Différents discours politiques sur la pauvreté à déconstruire
La lutte contre les inégalités sociales est un cheval de bataille de Liages. En tant qu’association d’éducation permanente socialiste, nous sommes soucieux de porter un regard critique sur les phénomènes de discrimination, de domination et d’injustice sociale afin de réfléchir aux leviers d’action envisageables pour leur transformation. De ce fait, nous ne sommes pas insensibles à la paupérisation qui traverse notre société et en particulier celle dont une part importante des personnes âgées sont victimes.

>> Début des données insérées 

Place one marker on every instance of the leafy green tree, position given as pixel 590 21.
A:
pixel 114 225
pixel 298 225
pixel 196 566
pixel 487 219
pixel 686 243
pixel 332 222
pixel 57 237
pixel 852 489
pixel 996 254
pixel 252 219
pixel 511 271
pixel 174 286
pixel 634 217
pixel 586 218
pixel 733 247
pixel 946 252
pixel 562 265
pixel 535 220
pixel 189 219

En Belgique, 24 % des seniors vit sous le seuil de pauvreté. Ce taux est a nuancé. Les revenus de pension constituent un élément parmi d’autres du maintien du bien-être et de la sécurité d’existence des personnes âgées. Logement, culture, remboursement des soins de santé, mobilité… sont autant de facteurs qui entrent en ligne de compte. Cela étant dit, la pauvreté de revenus dans la population des seniors est une problématique bien réelle que nous ne pouvons négliger. Il est utile de rappeler « que 59% des femmes et 33% des hommes ayant droit à un pension perçoivent un montant inférieur à 1000 euros. Près de la moitié d’entre eux, 28% des femmes et 16% des hommes perçoivent un montant inférieur à 750 euros » (Protection sociale et pauvreté, p.106).
Quels chemins devons-nous prendre pour faire diminuer ces taux de pauvreté ? Des discours politiques pluriels répondent à ce questionnement selon une représentation qui leur est propre. Une première représentation, à tendance libérale, considère que la diminution de la pauvreté en Belgique ne pourra se réaliser que par l’augmentation de la richesse nationale. La seconde, qui s’oriente vers une philosophie charitable, promeut une sensibilisation à la « tolérance de l’autre » pour lutter contre la discrimination sociale des personnes en situation de pauvreté. La vision socialiste enfin préconise qu’une répartition des revenus de manière plus égalitaire entre les couches sociales de la société est la réponse adéquate pour solutionner le problème sans chercher à l’éviter.
Dans ce texte, nous analyserons et déconstruirons d’abord deux visions qui naturalisent le phénomène de pauvreté : la vision libérale et la vision charitable. Ensuite, nous expliquerons pourquoi la défense des mécanismes sociaux de répartition des richesses nous semble être la réponse la plus adéquate pour diminuer la pauvreté qui touche les seniors.
Deux discours sur les pauvres
a. Le discours néolibéral
Le néolibéralisme fonde son existence sur les « lois du marché économique » qu’il considère comme naturelles. Selon le modèle d’économie néolibérale, moins il y a de régulation de la part de l’État, mieux la société se porte. Il encourage par conséquent plus de flexibilité et d’autonomie de la part des acteurs de l’économie afin d’augmenter le profit et le bénéfice des grosses entreprises et donc la richesse du pays. C’est comme ça que les États sont capables, en période de crise économique, de débourser énormément d’argent pour sauver les banques, au détriment de budgets publics qui auraient pu être alloués à la santé, aux pensions ou encore à l’accueil des personnes âgées.
Dans ce système, la dimension financière supplantent la dimension sociale et le bien-être des citoyens. Paradoxalement, même si le pays enregistre une croissance économique positive, le taux de pauvreté croit également. La diminution de la pauvreté dans un pays n’est donc pas liée à sa croissance économique.
Dans cette pensée néolibérale, le vieillissement de la population est vu comme un coût, un défi économique qu’il va falloir gérer au plus vite. Aussi, des solutions pour contrer le problème de la pauvreté des pensionnés seraient de maintenir les seniors au travail le plus longtemps possible et de favoriser les systèmes de capitalisation des pensions2. Or des études montrent que les systèmes basés sur l’épargne individuelle des pensions (2e et 3e piliers) avantagent les plus riches (capables d’épargner) et appauvrissent les classes plus précaires (dont les revenus ne permettent pas l’épargne).
L’individualisme encouragé par cette vision considère qu’un pensionné, dont le revenu est insuffisant pour répondre à ses besoins, est responsable de cette situation, dont il pourrait prévoir la conséquence. Cette vision ne prend donc pas en considération les inégalités de revenus au fondement de l’augmentation de la pauvreté. Parallèlement à cette vision néolibérale dominante dans nos sociétés occidentales, un second discours prend aussi de l’ampleur dans l’espace politique et médiatique. Celui-ci propose d’améliorer « l’intégration des pauvres ».